Now of course I live in a social media bubble and don’t aim to hide that so it doesn’t take a milestone for a social post. I, like many others chase the social high daily even. Facebook, Instagram, Snapchat, I even still Tweet – yeh it’s largely just talking to myself at this point but I do it none the less.
All these shiny platforms with which to indulge in this fleeting high. The mundane and the milestones alike, make it to social media and await the approval of peers.
Likes are the social tender we use to buy self esteem and recognition, but before they make it that far they’re already being registered as rewards. From the instant pleasure release we feel seeing that notification on our device, to the anticipation of how many likes we may rack up, the brain reads these signals as rewards the same way it would an actual achievement. It’s science or something, maybe don’t quote me.
“You get an emotional high when your posts hit a responsive chord with your audience, so you keep going after it, and you’re never fulfilled because you’ll always want more likes,” says Susan Krauss Whitbourne, PhD, professor of psychology at the University of Massachusetts.
Essentially we’re all
crack, like addicts is what she’s saying.
I’m not the only one who monitors social media acceptance like this, nor am I the worst of the accused but it is something I feel I have to address. The more aware and conscious I am of this unhealthy relationship I have with social media the more I retreat from its grip. We can waste hours analysing and over thinking the social acceptance of people we probably really don’t care all that much for anyway, when in reality you’re gaining nothing tangible or intangible from this usually very negative process. It’s utterly pointless.

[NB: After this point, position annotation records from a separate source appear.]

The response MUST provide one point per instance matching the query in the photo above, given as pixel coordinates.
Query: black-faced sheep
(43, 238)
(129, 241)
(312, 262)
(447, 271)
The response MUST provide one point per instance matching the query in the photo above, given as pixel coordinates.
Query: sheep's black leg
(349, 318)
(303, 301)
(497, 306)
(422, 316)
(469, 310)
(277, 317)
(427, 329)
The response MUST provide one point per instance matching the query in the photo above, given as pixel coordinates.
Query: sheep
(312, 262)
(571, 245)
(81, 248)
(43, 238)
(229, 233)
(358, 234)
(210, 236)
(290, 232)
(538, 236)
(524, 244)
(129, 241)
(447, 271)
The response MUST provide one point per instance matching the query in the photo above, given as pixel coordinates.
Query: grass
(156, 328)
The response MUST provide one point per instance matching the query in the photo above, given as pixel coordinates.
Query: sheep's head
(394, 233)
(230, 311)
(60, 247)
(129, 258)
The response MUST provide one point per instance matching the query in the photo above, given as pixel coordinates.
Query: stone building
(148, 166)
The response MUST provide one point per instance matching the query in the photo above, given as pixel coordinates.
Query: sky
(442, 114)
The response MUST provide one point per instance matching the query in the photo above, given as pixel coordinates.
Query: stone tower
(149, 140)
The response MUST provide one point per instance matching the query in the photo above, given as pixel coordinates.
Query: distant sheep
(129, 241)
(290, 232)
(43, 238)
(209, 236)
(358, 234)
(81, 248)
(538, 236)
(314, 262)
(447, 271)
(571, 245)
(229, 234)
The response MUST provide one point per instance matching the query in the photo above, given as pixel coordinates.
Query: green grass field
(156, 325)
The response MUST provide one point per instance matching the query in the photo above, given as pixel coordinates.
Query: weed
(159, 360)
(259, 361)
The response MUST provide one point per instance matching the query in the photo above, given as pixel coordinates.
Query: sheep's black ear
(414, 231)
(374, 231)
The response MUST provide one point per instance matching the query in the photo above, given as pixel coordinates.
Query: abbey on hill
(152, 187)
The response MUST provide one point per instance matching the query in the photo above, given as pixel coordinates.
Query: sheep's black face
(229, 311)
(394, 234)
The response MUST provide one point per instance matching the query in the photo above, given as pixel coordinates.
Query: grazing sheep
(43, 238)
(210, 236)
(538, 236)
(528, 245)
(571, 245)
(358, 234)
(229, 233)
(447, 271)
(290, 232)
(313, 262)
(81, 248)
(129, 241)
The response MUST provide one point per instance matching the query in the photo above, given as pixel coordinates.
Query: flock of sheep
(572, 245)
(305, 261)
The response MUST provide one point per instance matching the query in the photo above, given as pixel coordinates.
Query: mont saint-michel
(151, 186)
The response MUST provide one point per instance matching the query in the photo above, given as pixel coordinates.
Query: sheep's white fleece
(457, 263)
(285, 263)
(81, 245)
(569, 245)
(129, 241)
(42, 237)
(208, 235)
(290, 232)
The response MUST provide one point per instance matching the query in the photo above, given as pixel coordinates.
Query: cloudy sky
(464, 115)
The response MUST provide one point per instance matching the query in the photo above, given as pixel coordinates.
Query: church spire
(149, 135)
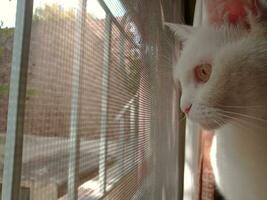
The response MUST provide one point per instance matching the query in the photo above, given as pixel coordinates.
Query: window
(88, 105)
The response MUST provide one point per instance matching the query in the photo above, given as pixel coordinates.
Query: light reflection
(8, 9)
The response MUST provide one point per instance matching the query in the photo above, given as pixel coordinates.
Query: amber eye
(202, 72)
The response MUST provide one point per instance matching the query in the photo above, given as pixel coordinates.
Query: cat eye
(202, 72)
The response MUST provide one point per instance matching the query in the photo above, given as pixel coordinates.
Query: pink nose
(188, 108)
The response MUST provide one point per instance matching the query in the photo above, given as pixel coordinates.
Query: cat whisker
(243, 123)
(236, 106)
(244, 115)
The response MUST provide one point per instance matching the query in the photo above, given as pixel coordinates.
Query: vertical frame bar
(121, 152)
(16, 104)
(132, 132)
(74, 147)
(104, 107)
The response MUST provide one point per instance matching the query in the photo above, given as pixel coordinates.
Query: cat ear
(182, 32)
(261, 9)
(229, 11)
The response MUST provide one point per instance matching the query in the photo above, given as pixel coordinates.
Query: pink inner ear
(234, 10)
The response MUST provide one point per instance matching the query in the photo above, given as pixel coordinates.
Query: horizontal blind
(100, 108)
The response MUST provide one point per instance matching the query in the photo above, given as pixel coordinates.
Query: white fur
(233, 102)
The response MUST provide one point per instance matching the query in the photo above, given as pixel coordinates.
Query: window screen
(88, 106)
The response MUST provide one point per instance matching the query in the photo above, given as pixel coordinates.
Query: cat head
(220, 69)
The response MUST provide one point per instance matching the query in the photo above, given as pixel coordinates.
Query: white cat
(222, 72)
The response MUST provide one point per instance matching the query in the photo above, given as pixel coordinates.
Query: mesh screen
(101, 115)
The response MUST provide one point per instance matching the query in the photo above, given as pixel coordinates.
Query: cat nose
(187, 109)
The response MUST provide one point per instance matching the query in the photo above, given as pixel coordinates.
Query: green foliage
(1, 53)
(6, 32)
(4, 89)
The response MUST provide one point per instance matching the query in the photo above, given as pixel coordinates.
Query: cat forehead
(202, 47)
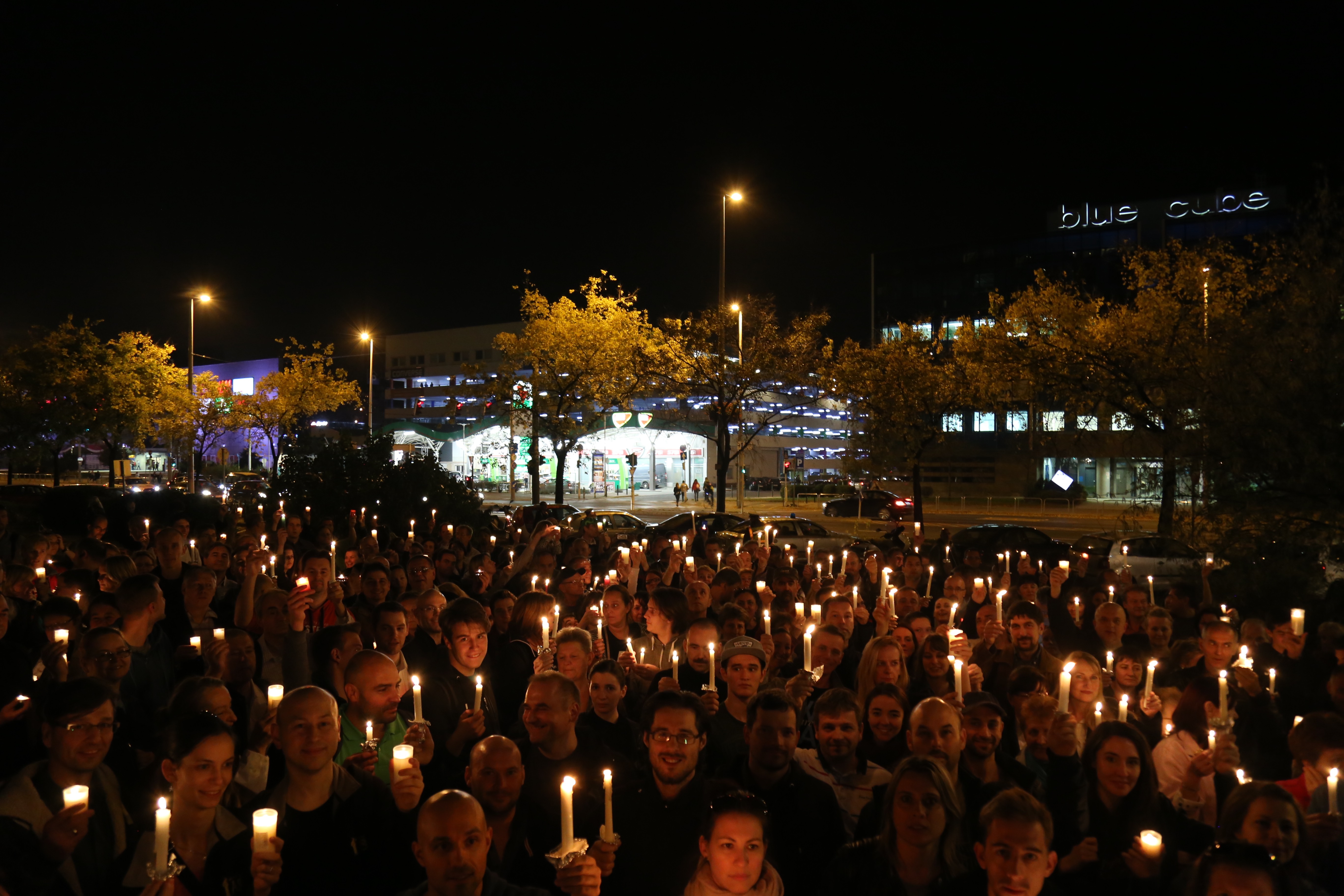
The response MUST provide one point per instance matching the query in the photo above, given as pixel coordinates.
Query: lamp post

Don’t get me wrong my life is ever fulfilled offline and is enriched with so much more than the temporary buzz I get from social media. I guess that’s what lead me to this post, noticing the line between offline and online waver and realising that not everything in my life had to be broadcasted in order for it to be deemed significant.
Social media is essential my bread and butter and I do think you can get as much or as little from it as you want. I feel the most important part is learning how to leverage and control it to an extent that it doesn’t impact your life in any other destructive way.